Sensory experiences allow us to create seamless interfaces that eliminate the distance between the “inside” and the “outside”, and close the gap between man and machine. Seamless interfaces bring us closer to artificial intelligence (AI) by using our intelligence and our senses to directly interact with machines. Nevertheless, these interfaces can become a mechanism that will enable us to learn more about ourselves and about other things in the world.
Playing Solitaire seamlessly
Sceptic about Haptic? Try To Listen!
Haptic interfaces are no longer science fiction, and it seems that users are willingly adopting them, possibly because they are very natural. In fact, operating a system by waving your hands, for instance, makes you forget you are using any interface, as it is almost totally seamless. No input/output, no clicking and typing, no necessary hardware or dedicated devices. After all, wouldn’t it be great if the digital post-it acts like a paper post-it?
But, as you know, we have more than just 2 senses. Our interaction with computers is already based on our eyes and our hands, seeing and touching. How about using other senses, not just sight and touch, as interfaces?
This will be especially beneficial for people with certain handicaps, who can’t use the existing interfaces. For instance, for a blind person, a hearing-based interface can make an otherwise unusable system easily accessible. This may sound complicated, but projects like Michal Rinott’s SonicTexing or the Tactile Explorer from Tactile World, allow the visually impaired to easily access computer-based applications, which usually require the use of sight.
Can You Smell the Interface? Taste It!
If I were to suggest using scent or taste as an interface, you may say that I, well, lost my senses. But Romi believes they may be the next new seamless interfaces. Last year SHOWstudio launched a groundbreaking initiative for fragrance over the Internet. I, personally, have seen a demonstration of a motion picture with “fragrance support”, where you not only see and hear, but also smell the movie scenes.
And the same goes for taste. Or, at least, our tongue.

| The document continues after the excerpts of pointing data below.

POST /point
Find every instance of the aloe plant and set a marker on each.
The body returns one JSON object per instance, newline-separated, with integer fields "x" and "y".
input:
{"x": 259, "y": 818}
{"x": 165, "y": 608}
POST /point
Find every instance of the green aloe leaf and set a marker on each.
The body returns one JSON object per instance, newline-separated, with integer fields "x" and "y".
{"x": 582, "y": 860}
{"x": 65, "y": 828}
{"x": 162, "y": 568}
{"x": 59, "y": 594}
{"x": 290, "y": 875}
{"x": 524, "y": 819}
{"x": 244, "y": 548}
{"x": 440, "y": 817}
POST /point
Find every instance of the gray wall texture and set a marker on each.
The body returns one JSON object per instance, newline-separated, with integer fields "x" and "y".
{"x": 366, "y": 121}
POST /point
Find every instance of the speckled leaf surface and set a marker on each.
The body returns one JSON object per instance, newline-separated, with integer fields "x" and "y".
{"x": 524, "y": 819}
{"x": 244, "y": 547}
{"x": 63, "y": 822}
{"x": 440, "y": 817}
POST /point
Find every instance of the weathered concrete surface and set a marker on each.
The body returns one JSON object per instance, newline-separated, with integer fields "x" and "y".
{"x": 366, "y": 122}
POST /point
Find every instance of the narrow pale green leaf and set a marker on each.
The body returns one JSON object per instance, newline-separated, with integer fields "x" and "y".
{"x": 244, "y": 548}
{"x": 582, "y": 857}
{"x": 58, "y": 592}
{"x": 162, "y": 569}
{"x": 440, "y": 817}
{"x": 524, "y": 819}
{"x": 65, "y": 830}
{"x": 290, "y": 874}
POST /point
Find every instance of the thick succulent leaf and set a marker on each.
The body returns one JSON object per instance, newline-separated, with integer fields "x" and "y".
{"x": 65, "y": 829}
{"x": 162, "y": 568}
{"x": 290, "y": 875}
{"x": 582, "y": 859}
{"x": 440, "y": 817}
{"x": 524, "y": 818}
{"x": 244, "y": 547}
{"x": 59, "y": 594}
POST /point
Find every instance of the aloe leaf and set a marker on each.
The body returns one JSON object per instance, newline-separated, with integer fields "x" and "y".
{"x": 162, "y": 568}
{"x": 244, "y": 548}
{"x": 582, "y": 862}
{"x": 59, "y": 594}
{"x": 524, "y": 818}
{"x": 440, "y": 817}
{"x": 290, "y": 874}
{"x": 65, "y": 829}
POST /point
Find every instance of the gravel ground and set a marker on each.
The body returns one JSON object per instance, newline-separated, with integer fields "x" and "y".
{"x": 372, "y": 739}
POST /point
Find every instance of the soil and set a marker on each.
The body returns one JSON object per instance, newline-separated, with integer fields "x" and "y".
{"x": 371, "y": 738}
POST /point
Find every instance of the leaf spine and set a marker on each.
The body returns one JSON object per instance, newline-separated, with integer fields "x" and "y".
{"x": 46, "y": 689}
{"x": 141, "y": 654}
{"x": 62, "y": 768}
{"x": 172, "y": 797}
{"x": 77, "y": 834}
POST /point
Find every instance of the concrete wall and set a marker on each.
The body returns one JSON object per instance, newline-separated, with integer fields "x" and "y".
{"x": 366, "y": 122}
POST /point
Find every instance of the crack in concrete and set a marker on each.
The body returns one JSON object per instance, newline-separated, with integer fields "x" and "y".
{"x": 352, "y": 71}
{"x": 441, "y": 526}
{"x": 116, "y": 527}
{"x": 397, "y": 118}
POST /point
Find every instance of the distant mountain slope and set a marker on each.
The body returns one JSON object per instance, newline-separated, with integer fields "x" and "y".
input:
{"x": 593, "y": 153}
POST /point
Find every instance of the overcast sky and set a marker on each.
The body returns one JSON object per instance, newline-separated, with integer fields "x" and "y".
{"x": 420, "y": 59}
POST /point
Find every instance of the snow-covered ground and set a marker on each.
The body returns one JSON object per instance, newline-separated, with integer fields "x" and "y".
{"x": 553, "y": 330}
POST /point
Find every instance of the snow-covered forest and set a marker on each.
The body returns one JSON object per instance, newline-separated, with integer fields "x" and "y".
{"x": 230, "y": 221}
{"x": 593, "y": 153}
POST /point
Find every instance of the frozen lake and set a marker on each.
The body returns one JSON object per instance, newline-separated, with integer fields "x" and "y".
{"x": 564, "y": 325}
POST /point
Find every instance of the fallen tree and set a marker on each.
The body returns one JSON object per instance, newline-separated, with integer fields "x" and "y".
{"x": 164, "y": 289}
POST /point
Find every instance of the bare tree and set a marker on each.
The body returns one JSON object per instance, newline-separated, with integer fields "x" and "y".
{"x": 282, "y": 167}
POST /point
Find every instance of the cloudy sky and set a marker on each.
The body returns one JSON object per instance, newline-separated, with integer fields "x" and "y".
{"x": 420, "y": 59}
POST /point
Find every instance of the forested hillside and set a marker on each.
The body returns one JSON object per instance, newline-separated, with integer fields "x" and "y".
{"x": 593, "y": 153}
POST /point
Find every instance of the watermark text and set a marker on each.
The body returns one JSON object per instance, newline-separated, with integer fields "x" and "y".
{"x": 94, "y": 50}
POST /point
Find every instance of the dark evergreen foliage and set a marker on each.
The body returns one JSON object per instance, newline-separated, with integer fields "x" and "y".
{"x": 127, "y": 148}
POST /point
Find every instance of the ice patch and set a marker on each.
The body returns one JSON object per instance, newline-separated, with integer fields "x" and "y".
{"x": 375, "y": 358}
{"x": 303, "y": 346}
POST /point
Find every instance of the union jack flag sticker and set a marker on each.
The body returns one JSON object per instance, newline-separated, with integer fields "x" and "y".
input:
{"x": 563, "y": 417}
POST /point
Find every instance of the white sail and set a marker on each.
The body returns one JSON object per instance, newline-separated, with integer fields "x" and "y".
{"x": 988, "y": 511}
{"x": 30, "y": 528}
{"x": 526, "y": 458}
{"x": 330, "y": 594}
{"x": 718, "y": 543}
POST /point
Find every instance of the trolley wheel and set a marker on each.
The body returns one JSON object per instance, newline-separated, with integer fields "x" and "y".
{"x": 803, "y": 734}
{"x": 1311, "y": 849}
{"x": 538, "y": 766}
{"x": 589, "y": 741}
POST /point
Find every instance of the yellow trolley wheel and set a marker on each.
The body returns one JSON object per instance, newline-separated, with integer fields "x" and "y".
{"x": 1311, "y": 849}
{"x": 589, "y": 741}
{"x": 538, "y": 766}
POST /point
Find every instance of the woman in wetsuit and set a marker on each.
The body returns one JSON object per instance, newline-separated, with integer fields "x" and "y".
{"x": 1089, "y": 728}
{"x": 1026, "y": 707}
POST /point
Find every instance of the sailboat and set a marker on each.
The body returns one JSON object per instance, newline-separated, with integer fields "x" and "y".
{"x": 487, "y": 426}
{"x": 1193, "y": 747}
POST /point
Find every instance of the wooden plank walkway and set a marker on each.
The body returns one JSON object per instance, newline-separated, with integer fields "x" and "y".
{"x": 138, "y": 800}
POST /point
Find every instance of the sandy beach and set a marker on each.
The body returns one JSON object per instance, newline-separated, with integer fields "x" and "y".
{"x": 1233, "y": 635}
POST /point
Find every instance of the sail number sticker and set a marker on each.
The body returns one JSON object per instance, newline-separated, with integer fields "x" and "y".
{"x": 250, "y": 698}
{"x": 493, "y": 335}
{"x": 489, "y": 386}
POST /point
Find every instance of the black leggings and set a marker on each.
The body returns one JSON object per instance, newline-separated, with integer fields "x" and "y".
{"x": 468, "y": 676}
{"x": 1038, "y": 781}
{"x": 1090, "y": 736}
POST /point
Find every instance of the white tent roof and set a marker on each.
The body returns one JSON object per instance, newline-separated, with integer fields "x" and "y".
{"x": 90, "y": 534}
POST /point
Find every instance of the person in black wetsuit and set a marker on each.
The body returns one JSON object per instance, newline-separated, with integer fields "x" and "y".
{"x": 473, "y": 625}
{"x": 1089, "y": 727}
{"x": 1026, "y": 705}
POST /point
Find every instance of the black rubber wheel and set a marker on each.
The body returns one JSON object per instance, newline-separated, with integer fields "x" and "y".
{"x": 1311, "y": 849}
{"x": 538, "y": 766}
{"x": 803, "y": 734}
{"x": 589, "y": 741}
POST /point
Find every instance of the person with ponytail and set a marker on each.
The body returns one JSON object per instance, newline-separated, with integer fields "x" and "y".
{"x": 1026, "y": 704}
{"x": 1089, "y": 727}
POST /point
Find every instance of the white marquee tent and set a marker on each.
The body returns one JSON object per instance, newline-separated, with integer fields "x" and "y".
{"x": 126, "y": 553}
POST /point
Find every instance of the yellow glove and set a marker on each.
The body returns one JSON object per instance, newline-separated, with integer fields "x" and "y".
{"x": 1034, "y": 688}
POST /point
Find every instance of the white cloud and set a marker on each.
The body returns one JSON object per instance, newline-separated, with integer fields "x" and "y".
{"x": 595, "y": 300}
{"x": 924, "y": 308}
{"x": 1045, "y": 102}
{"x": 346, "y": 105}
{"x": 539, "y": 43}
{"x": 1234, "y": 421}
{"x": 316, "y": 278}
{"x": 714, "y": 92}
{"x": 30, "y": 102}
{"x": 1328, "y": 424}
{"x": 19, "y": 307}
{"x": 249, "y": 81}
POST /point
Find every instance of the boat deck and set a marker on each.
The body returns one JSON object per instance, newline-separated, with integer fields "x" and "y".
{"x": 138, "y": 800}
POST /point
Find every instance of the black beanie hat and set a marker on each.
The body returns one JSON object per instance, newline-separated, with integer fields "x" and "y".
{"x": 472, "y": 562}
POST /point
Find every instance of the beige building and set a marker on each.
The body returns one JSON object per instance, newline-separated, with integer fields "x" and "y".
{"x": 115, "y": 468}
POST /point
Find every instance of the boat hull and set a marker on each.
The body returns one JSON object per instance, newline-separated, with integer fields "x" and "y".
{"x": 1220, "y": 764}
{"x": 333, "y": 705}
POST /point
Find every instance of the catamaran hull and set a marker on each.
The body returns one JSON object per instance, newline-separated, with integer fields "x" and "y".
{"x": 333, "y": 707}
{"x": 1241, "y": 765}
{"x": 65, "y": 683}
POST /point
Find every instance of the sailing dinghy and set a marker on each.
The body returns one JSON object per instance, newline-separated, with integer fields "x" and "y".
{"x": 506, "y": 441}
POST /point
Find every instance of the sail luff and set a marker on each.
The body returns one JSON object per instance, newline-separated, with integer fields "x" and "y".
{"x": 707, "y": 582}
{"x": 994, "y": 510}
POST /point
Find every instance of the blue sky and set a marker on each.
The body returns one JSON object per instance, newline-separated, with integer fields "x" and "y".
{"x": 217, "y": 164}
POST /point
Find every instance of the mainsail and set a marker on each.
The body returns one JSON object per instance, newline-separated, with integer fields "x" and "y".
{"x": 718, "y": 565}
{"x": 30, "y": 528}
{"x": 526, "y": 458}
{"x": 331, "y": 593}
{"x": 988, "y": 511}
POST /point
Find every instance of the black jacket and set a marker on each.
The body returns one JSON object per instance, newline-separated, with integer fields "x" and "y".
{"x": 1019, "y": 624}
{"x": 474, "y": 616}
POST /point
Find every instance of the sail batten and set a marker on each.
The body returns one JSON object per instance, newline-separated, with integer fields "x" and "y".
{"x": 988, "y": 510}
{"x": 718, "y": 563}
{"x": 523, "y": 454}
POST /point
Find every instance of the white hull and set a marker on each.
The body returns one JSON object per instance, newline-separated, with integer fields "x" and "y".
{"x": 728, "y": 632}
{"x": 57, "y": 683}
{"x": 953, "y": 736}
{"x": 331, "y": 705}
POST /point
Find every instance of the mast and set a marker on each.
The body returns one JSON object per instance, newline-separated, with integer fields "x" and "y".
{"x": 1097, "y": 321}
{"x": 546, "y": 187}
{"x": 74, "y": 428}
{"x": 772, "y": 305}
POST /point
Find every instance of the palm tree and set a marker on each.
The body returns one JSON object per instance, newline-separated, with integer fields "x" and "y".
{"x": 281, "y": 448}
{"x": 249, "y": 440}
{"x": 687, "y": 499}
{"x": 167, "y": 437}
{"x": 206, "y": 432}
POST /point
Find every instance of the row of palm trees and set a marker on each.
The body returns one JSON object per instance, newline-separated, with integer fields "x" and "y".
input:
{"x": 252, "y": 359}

And if you think I went too far, take a look at The Brain Port, a neural tongue interface which uses 144 micro-electrodes to transmit information through sensitive nerve fibres in our lingua:
Combine all of those senses together, and you can see what a real seamless interface might look like in the near future – a total sensory experience. One that would be able to transmit and/or replicate an entire experience. Just imagine how a website like synesthecity would be like, if the sight, sound, smell, taste and touch were transmitted over the Internet.
And, of course, don’t forget that illusive, most promising “Sixth sense“, which some refer to as extra-sensory perception, and some as our future personal connection to “the cloud”. If you haven’t seen THAT TED demo, I strongly urge you to do so now. After seeing what can be done with natural, seamless, sensory-based interfaces, there’s really no need for additional words.
And Meanwhile In The Real World…
I started off with touch technology, and I want to end with touch technology, but this time with its application for Video Conferencing. I’ve already written here about the Teliris TouchTable, which is very impressive. But as touch technology is no longer expensive and can be found everywhere, it can be utilized to upgrade your video conferencing experience as well.
Here’s a short video showing the latest version of RADVISION’s SCOPIA Desktop, utilizing touch technology for a most intuitive and efficient user interface:
Seamless, intuitive, productive – I have a sense we will be seeing everyone and everything following suit in the near future.